Can we load Parquet file into Hive directly?

Question

I know we can load parquet file using Spark SQL and using Impala but wondering if we can do the same using Hive. I have been reading many articles but I am still confused.

Simply put, I have a parquet file - say users.parquet. Now I am struck here on how to load/insert/import data from the users.parquet into hive (obviously into a table).

Please advise or point me in right direction if I am missing something obvious.

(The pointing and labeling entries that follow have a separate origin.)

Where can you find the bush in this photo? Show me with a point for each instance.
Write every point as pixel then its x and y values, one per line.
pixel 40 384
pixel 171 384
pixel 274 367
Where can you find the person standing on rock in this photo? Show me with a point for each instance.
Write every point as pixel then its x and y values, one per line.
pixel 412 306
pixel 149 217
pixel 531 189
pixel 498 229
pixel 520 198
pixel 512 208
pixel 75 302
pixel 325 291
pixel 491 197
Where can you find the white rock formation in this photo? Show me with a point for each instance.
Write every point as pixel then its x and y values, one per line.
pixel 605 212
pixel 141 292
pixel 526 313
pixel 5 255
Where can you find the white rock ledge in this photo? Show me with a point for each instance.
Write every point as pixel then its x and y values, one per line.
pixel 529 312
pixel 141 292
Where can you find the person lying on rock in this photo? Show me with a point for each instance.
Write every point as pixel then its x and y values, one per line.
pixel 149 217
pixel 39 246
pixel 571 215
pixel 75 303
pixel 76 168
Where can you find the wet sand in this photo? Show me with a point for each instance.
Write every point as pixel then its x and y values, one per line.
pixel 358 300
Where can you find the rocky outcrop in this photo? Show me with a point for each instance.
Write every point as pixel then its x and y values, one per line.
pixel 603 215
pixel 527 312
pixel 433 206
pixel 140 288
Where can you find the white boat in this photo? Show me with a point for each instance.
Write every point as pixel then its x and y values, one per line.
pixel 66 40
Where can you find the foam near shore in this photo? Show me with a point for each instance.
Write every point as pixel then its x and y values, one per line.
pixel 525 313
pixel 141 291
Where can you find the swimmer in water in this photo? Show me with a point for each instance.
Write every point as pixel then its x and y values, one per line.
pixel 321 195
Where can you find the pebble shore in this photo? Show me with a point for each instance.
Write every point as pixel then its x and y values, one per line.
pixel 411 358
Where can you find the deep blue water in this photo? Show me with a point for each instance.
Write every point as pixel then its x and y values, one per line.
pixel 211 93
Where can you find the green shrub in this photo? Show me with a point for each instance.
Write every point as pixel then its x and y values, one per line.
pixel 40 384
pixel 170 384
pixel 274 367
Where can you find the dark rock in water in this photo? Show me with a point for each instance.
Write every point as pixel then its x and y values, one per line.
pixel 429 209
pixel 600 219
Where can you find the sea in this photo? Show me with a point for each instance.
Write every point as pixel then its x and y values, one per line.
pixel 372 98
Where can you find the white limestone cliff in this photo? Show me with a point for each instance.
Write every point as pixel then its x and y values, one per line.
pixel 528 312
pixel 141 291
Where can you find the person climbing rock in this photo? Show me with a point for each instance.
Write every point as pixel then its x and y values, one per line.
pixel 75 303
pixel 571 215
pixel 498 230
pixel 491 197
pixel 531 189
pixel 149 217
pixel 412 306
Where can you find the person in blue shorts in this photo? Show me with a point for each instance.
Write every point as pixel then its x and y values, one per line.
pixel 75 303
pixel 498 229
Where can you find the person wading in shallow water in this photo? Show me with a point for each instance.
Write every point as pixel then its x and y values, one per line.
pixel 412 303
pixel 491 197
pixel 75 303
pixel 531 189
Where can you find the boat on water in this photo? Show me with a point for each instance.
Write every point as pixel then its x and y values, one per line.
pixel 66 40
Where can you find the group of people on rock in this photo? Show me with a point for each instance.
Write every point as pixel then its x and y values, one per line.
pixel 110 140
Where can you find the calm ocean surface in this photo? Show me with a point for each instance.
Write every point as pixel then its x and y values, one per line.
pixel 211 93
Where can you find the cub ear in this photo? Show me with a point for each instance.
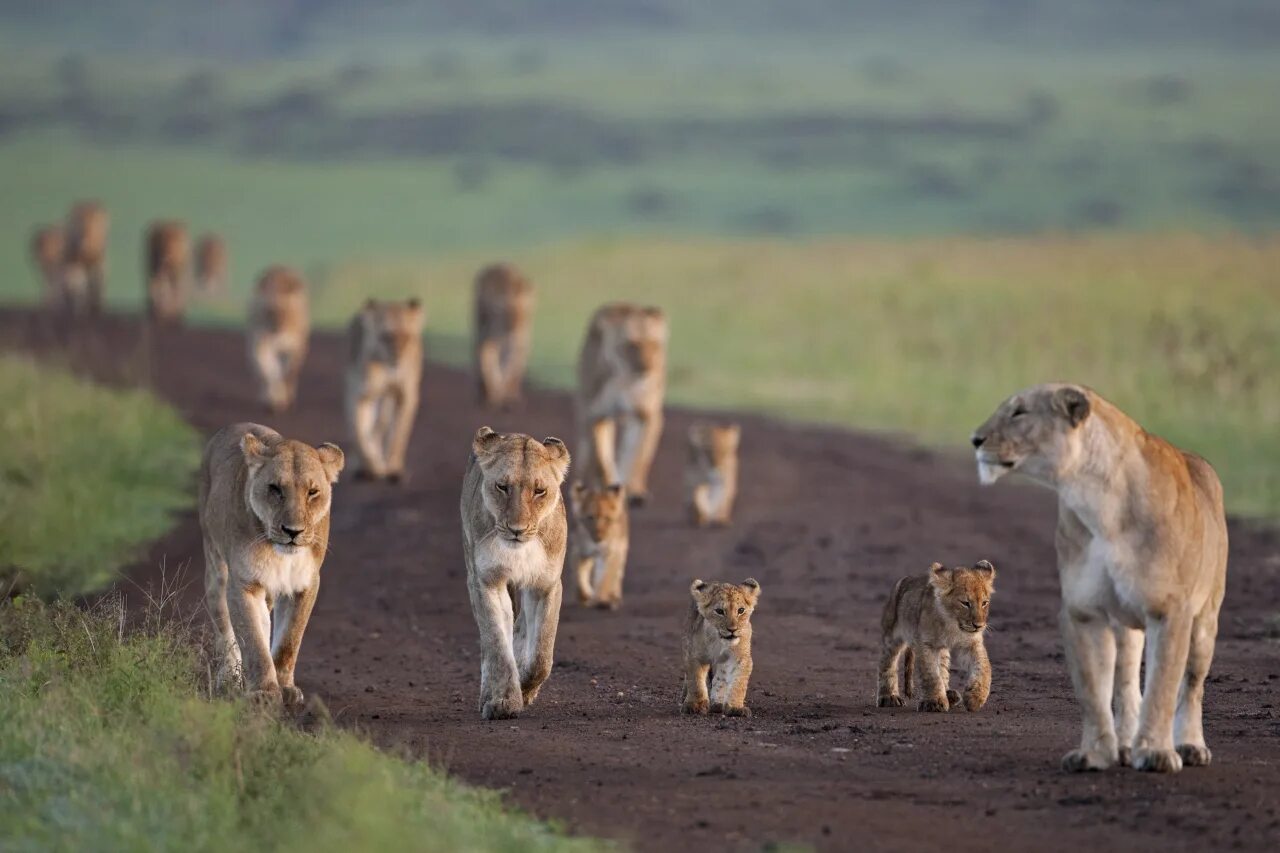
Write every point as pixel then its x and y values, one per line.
pixel 1072 404
pixel 484 441
pixel 333 460
pixel 558 454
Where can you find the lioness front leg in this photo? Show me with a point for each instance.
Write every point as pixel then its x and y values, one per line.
pixel 251 619
pixel 1091 656
pixel 1168 646
pixel 499 682
pixel 291 617
pixel 540 614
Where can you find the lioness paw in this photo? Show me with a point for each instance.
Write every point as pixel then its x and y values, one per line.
pixel 1194 755
pixel 1156 761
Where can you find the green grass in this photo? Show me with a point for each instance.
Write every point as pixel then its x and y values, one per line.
pixel 920 337
pixel 110 743
pixel 86 477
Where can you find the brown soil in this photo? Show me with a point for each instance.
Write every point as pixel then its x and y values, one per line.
pixel 827 521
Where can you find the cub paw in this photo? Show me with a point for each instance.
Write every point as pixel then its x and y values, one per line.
pixel 1156 761
pixel 1194 756
pixel 1079 761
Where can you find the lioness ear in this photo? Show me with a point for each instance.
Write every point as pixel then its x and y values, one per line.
pixel 1072 404
pixel 333 460
pixel 558 455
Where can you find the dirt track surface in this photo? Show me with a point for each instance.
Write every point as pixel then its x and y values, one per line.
pixel 827 521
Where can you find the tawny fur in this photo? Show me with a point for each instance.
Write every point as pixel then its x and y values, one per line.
pixel 1142 560
pixel 384 373
pixel 85 260
pixel 718 647
pixel 167 260
pixel 621 382
pixel 513 541
pixel 927 620
pixel 264 512
pixel 278 331
pixel 711 475
pixel 503 333
pixel 599 537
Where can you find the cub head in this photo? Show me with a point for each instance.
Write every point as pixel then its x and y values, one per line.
pixel 1036 432
pixel 521 480
pixel 391 328
pixel 716 443
pixel 726 607
pixel 964 594
pixel 599 510
pixel 289 488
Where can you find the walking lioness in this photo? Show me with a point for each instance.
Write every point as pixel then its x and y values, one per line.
pixel 264 512
pixel 383 375
pixel 1141 556
pixel 503 331
pixel 279 325
pixel 513 538
pixel 621 381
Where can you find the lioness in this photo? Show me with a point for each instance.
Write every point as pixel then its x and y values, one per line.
pixel 48 246
pixel 168 261
pixel 711 474
pixel 85 259
pixel 1141 556
pixel 598 543
pixel 211 265
pixel 513 537
pixel 718 647
pixel 264 512
pixel 931 617
pixel 384 370
pixel 621 379
pixel 503 329
pixel 279 324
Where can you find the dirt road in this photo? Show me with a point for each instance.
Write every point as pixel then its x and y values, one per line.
pixel 827 521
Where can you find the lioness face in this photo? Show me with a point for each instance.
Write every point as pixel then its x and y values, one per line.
pixel 726 607
pixel 964 593
pixel 1036 432
pixel 289 488
pixel 599 511
pixel 392 327
pixel 521 480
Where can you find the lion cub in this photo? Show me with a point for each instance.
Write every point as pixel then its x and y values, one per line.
pixel 928 617
pixel 598 543
pixel 279 325
pixel 718 647
pixel 383 375
pixel 712 473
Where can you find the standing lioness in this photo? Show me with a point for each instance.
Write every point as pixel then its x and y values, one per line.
pixel 513 539
pixel 1141 555
pixel 264 511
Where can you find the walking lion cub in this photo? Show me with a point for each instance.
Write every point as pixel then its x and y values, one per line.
pixel 931 617
pixel 718 647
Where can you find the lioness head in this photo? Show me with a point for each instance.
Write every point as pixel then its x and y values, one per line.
pixel 521 479
pixel 963 593
pixel 289 488
pixel 1034 432
pixel 599 510
pixel 726 607
pixel 717 443
pixel 391 328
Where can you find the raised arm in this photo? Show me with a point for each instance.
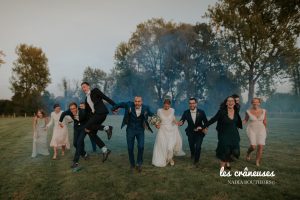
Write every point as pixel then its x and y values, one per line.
pixel 51 121
pixel 34 124
pixel 120 105
pixel 182 119
pixel 265 119
pixel 214 119
pixel 107 99
pixel 246 118
pixel 63 114
pixel 205 121
pixel 150 113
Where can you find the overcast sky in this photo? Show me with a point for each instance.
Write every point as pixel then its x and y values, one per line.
pixel 75 34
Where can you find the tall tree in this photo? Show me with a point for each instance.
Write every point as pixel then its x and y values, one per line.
pixel 30 77
pixel 260 34
pixel 1 58
pixel 96 77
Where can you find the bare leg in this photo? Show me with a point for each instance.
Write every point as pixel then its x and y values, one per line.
pixel 55 153
pixel 250 149
pixel 63 148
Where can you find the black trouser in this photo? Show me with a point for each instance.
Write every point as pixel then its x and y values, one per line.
pixel 195 142
pixel 93 125
pixel 78 142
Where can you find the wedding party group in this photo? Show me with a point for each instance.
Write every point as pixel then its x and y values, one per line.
pixel 88 118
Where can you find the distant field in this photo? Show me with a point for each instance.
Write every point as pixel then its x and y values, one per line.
pixel 22 177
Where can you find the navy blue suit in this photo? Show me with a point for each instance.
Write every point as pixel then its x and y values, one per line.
pixel 195 138
pixel 79 133
pixel 135 129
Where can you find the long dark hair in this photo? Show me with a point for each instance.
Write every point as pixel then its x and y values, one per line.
pixel 223 105
pixel 41 111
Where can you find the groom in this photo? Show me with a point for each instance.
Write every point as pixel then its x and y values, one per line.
pixel 196 119
pixel 97 113
pixel 136 118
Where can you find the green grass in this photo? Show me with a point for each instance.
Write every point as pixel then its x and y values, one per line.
pixel 23 177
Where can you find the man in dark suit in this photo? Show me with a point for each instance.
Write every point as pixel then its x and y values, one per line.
pixel 79 117
pixel 97 113
pixel 136 118
pixel 196 119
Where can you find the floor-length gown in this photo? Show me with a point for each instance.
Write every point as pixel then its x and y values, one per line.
pixel 40 145
pixel 60 135
pixel 168 140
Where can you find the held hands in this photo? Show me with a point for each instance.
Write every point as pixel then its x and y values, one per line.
pixel 157 126
pixel 179 123
pixel 116 111
pixel 61 125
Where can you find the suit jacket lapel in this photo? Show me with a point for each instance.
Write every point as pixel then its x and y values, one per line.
pixel 197 117
pixel 190 116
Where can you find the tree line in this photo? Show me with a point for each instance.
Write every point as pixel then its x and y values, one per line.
pixel 246 45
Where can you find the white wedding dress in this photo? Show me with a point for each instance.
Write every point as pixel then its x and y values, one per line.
pixel 60 135
pixel 256 129
pixel 168 140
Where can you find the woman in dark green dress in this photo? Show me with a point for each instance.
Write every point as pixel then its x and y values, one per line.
pixel 228 122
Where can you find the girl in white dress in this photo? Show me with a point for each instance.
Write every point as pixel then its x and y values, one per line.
pixel 39 135
pixel 168 140
pixel 60 137
pixel 256 129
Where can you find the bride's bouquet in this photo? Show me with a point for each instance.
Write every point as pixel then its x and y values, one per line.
pixel 155 120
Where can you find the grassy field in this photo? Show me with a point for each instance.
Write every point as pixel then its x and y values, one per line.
pixel 23 177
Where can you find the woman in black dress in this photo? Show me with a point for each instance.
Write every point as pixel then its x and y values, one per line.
pixel 228 122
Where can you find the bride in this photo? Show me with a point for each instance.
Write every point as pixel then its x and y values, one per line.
pixel 168 140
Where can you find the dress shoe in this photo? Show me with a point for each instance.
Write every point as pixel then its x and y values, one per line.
pixel 139 168
pixel 74 165
pixel 86 156
pixel 109 132
pixel 172 163
pixel 105 155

Creating hive table using parquet file metadata

https://phdata.io/examples-using-textfile-and-parquet-with-hive-and-impala/

Ram Manohar · Accepted Answer

Get schema of the parquet file using parquet tools, for details check link http://kitesdk.org/docs/0.17.1/labs/4-using-parquet-tools-solution.html

and build table using the schema on the top of the file, for details check Create Hive table to read parquet files from parquet/avro schema

Hendrik F · Answer

Getting the schema is crucial, as you will have to create the table with the appropriate schema first in Hive and then point it to the parquet files.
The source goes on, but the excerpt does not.